Lean processes have been long admired and utilised within manufacturing. Lean business management, stock management, financial management and operational management has defined the early digital revolution. However, Industry 4.0 with a changing business model, quicker data distribution and collection and effective analysis will lead to more efficient inventory management throughout the entire supply chain process leading to lean and agile operations within the manufacturing. process implications will impact on a range of metrics, business model planning and overall management awareness. These positive outcomes are both profitable and well defined.
The ‘systems in a system’ approach to manufacturing by Industry 4.0 will create a new approach to organisational planning. The implications from a system perspective will see entire shop floors become embedded as more monitors, autonomous systems and digital devices connect with the wider business and the wider global network of suppliers and customers through the cloud. This process-informed change can hold a positive change for system management . The awareness of the future potential to be able to diagnose and configure unique system implementations that meet each businesses specific requirements will reduce issues and downtime and improve productivity and profitability. The autonomous and digital framework will work intuitively and learn to understand and respond to changing demand helping to make over or under supply potentially a thing of the past. These implications illustrate the changing nature of Industry 4.0 and how it will impact widely on the manufacturing industry.
“The pace of transition will likely be gradual but remain essential” – McKinsey & Company
It has been said that the set of disruptive digital technologies will transform the manufacturing sector by 2025. Competitiveness in todays’ business world can be defined by the time-to-market and customer satisfaction. However, making the required preparations for change in a risk-averse sector demands skilled knowledge and planning for the future and current demands of the sector.
Understanding key variables like the cost of production, process efficiency and stock control via the implementation of new equipment and how they could interact is a crucial benchmark for manufacturers starting a change project to prepare for Industry 4.0. This is about supporting long-term investment to create continuous opportunities for improvement. However, Industry 4.0 isn’t necessarily about replacing current assets with shiny new equipment. It is about utilising assets by better managing the challenges posed by digital disruption and analysis of business Data to obtaining the full value of the data.
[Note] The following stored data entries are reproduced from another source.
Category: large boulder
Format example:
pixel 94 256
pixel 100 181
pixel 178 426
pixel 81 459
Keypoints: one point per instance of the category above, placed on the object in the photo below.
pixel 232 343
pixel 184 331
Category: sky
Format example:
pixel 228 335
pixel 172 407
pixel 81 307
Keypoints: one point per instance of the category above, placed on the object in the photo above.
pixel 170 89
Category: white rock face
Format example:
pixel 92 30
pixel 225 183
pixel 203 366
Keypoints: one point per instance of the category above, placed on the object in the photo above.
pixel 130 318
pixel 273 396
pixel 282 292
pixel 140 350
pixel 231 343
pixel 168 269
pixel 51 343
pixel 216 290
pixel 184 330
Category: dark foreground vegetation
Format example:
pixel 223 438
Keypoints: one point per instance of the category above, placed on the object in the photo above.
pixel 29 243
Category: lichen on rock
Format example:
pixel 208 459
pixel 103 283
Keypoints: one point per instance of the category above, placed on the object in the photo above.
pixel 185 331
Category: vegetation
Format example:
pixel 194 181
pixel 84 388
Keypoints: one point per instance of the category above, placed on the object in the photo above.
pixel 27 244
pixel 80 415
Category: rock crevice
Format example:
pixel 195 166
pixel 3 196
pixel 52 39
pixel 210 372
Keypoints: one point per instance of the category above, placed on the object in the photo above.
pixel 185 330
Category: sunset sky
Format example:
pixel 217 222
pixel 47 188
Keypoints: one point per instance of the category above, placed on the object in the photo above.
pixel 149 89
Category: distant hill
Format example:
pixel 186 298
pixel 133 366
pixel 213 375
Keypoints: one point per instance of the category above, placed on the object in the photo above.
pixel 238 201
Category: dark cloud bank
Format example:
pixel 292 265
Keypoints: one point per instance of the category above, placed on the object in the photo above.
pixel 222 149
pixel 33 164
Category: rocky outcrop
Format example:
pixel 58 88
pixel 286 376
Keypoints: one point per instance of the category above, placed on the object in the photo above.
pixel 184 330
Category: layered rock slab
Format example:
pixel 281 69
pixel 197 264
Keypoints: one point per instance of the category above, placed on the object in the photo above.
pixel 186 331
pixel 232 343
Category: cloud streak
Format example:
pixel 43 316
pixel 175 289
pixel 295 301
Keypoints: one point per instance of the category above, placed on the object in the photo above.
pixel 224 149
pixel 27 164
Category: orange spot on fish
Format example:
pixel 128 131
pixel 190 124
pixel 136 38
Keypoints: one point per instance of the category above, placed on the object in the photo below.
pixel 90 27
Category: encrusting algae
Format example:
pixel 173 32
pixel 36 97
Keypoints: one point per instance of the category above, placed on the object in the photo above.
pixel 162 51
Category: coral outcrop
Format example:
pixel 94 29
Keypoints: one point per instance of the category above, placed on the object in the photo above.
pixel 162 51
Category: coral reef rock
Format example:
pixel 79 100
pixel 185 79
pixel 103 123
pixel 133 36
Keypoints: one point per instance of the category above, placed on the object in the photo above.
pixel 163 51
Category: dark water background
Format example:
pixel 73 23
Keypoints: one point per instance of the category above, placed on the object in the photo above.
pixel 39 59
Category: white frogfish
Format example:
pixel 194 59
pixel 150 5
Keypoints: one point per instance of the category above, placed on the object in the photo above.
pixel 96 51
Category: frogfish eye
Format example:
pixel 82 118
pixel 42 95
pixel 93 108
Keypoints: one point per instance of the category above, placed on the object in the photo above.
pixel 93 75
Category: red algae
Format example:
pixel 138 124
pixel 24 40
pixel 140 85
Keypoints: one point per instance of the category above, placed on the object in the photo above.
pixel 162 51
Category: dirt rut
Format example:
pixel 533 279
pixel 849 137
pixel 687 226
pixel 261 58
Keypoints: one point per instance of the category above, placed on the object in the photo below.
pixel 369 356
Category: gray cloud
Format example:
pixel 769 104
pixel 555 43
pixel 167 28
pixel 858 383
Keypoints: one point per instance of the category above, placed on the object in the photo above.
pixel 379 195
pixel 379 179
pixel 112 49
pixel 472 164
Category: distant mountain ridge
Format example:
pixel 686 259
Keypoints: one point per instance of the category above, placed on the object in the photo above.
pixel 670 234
The digital infrastructure within manufacturing demands a careful consideration and planning. Ensuring the support mechanisms and overall resources to successfully adapt to Industry 4.0 change are in place will put an organisation in the best place to face the demands on the people and the wider culture of the organisation required to facilitate successful change.
It is crucial that manufacturing organisations seek the right support mechanism and overall project management assistance, as well as seek opportunities to collaborate with other organisations and their own customers to start taking the steps to adapt to Industry 4.0.